# Izzy's 2nd week at home



## ali-s.j. (Jun 6, 2011)

A selection of photos from the past week, and what an exciting week it's been!

Bunny ears :bunny3:









What Dragon?









It's very big out here ....









This season's must have accessory:









When Izzy met Henry









What?









How do you make it swing?









You choose Phoebe!









Yeah, that one 









Playing with Gilly the Guide Dog Puppy


----------



## wilfiboy (Sep 18, 2010)

Lovely, lovely pictures, Izzy says this sand feels funny.... and love big sister Phoebe the half cockapoo helping her little sister x


----------



## ali-s.j. (Jun 6, 2011)

They're really getting on well now, Phoebe was playing chase with her earlier, I'm over the moon


----------



## Sarette (Mar 21, 2011)

Awesome pics!! xx


----------



## wilfiboy (Sep 18, 2010)

ali-s.j. said:


> They're really getting on well now, Phoebe was playing chase with her earlier, I'm over the moon


Ahhhhh brought a tear to my eye


----------



## MillieDog (Jun 1, 2011)

Lovely pics and great captions


----------



## curt3007 (May 28, 2011)

Aw love her to bits x


----------



## andy0 (Jan 10, 2011)

Gr8 pics izzy is so cute


----------



## ali-s.j. (Jun 6, 2011)

Thank you all for your lovely comments 
:ilmc:


----------



## JoJo (Mar 2, 2011)

What a great selection of pics ... ta for sharing with us all.. Izzy has settled in perfectly and I love the idea of living next to a beach ....


----------



## Bini (Jul 4, 2011)

Wonderful photos! Good catch of a photo with the bunny ears! Great to hear they get along so well now!


----------



## ali-s.j. (Jun 6, 2011)

JoJo, she is a treasure, I just love her to pieces


----------



## JoJo (Mar 2, 2011)

and so you should love her pieces .. Izzy is beautiful .. and you know what I think .. she is so much like a special little doggy I knew very well xxxxxx


----------



## mandym (Jun 5, 2011)

Izzy is adorable,great pics xxx


----------



## JoJo (Mar 2, 2011)

MandyM .. I must say I got all confused yesterday about your dogs and Kendal kindly put me right and saved the day , I thought you had all American Cockapoo’s .. doh JoJo totally messed up and was showing others pics of your America cocker spaniel pup doh as a cockapoo ... I think I need more sleep ....
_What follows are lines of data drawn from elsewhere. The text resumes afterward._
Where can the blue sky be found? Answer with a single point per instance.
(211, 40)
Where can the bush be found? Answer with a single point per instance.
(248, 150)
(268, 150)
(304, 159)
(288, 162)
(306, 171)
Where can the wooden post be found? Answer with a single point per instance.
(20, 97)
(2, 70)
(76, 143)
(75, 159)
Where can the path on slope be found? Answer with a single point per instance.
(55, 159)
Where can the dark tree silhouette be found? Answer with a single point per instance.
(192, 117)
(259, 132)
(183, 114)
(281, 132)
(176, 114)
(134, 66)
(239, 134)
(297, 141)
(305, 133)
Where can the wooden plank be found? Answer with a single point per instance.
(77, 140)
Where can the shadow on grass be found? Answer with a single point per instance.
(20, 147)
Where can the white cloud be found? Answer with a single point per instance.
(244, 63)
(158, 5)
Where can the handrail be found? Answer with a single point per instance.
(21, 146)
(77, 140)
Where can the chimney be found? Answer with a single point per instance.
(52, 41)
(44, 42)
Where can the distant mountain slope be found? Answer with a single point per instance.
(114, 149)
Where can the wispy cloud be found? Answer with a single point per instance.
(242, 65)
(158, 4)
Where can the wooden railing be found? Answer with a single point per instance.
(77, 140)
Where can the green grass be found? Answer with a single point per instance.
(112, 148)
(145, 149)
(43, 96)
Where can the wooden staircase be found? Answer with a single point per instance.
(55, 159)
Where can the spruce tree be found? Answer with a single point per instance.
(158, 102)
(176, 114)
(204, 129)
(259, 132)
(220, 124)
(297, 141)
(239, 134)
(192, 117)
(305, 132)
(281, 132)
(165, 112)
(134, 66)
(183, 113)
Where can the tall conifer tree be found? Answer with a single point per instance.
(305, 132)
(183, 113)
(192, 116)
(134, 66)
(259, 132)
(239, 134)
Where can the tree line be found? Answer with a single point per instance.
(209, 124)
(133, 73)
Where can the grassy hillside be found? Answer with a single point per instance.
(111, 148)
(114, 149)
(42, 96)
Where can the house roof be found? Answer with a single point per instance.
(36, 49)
How you doing my friend? Did you manage to get a stud? Any puppies due at yours?


----------



## sharplesfamily (Apr 28, 2011)

Ali she is just beautiful! I love her colouring. She looks so well and happy 

Xxx


----------



## DONNA (Jan 7, 2011)

Great pics she's so pretty.
Was that Izzy's first walk?? how did she go?


----------



## ali-s.j. (Jun 6, 2011)

Oh Donna, she was a little Angel  Phoebe was with us too, Izzy trotted along beside her beautifully. Slow progress on the high street, lots of admirers  We went to the pet shop and Phoebe stole some dried sausages for them both  It was such a glorious day, we came home along the beach for a bit, and just let her have a quick sniff down there ( Ciara had carried her most of the way back  )


----------



## Dylansmum (Oct 29, 2010)

Gorgeaous photos, but I want your house 
It's always been my dream to live on a beach.


----------



## ali-s.j. (Jun 6, 2011)

It's not quite so lovely in this weather  but we are very lucky to live here, it's a small town, with all the facilities we need for daily living, only 20 mins by train, 35 mins by car from Edinburgh. We bought this house with no central heating, needed total rewiring, still lots to do but we have lots of space, and as well as the beaches around we have some great woodland walking too - doggy heaven


----------



## colpa110 (Jul 5, 2011)

Lovely pup has a lovely home ( and lovely owner I'm sure!!).. very dangerous to look at pictures of cute puppies it just makes you want to have more


----------